恋愛の神様
最初の日に、目を覚まさせようとワタクシと鳥の違いについて散々ご説明しました。
ところがです―――
『うーん……でも、鶴だって人間の姿で恩返しに来るわけだし……』
ピーが人型になってもありえなくはない、かも?と返されました。
恐るべき、天然!!
いや、でも、ピーさんの記憶なんて欠片もございませんってば!
そう言い募るワタクシをハクトさんは赤い不思議な瞳でじっと見据えました。その双眸は何やら確信に満ちています。

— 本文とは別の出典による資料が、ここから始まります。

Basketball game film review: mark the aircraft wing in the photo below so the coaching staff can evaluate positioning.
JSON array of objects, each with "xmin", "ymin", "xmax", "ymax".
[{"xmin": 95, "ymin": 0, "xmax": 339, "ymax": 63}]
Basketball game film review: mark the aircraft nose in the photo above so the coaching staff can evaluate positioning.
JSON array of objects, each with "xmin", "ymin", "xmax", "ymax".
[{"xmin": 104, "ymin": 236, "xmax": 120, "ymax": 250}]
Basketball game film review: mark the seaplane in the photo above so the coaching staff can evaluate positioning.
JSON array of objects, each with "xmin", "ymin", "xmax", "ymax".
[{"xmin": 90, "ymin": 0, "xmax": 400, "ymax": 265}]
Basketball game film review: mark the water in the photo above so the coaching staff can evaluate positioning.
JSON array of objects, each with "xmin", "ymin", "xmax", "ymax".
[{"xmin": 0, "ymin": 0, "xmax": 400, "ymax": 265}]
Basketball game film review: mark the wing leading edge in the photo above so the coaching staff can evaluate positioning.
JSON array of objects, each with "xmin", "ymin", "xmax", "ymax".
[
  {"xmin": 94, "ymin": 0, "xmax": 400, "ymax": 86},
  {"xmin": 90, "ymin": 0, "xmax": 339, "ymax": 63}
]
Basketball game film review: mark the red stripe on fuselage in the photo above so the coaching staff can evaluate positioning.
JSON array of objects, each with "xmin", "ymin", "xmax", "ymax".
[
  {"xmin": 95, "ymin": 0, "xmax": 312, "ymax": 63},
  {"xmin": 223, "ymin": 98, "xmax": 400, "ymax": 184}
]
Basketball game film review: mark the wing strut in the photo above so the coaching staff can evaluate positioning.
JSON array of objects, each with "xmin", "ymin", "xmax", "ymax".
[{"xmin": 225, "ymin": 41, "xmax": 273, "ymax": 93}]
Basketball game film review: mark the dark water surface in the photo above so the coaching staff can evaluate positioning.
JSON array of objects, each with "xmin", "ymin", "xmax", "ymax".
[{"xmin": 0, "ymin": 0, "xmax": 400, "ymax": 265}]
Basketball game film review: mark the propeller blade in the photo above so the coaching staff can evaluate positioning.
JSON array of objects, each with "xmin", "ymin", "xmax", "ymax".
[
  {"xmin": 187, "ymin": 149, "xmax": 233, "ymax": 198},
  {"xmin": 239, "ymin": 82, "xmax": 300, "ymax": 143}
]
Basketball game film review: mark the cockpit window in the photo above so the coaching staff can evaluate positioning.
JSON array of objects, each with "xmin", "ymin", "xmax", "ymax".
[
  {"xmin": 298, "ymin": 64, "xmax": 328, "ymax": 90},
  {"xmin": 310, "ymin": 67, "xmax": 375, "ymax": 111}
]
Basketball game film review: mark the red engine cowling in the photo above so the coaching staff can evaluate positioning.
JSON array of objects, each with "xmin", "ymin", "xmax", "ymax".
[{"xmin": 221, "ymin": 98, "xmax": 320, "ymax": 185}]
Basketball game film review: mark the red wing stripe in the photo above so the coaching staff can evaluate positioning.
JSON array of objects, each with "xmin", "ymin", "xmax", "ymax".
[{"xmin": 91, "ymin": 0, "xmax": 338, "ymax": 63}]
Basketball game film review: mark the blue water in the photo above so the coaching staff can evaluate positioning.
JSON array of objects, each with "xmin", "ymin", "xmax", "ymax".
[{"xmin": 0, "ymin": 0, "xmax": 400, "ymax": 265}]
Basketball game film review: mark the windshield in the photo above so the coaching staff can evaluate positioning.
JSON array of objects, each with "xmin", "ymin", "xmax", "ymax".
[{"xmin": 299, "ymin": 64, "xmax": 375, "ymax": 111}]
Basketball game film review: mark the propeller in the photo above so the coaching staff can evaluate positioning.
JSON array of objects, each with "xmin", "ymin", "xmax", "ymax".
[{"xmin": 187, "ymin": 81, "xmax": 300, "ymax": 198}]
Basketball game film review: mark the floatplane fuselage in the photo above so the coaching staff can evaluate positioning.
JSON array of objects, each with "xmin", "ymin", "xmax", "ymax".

『……ピーはピーだよ。絶対。…でももし記憶がないんだとしたら、人に変わったショックで記憶喪失になっちゃったのかもしれないね。まぁ、記憶なんてなくてもいいけど、気長に待ってればそのうち戻るかもしれないから……』
心配しなくていいよ?と何故かワタクシが同情的な顔で慰められてしまいました。
話がまるで通じない事にワタクシは観念しました。
ほとぼりが冷めるまで付き合っていりゃいい、と腹を括り既に一週間。
まるで進展はありません。
突然扉が開いて、体裁の悪い状態のワタクシはビクッと飛び跳ねました。
それにハクトさんが、入室者にやんわり抗議の目を向けます。
「タツキ………ピーが怯えるよ。」
タツキさんはそんな抗議を余所に、ワタクシ達にちょっとばかり目を眇め、小さく安堵の吐息を洩らしました。
「ああ……ヨカッタ。今日も無事過ごせたみたいね。」
タツキさん、心労が絶えませんね……
ワタクシは人事のようにそっと尊敬と同情の念を送りました。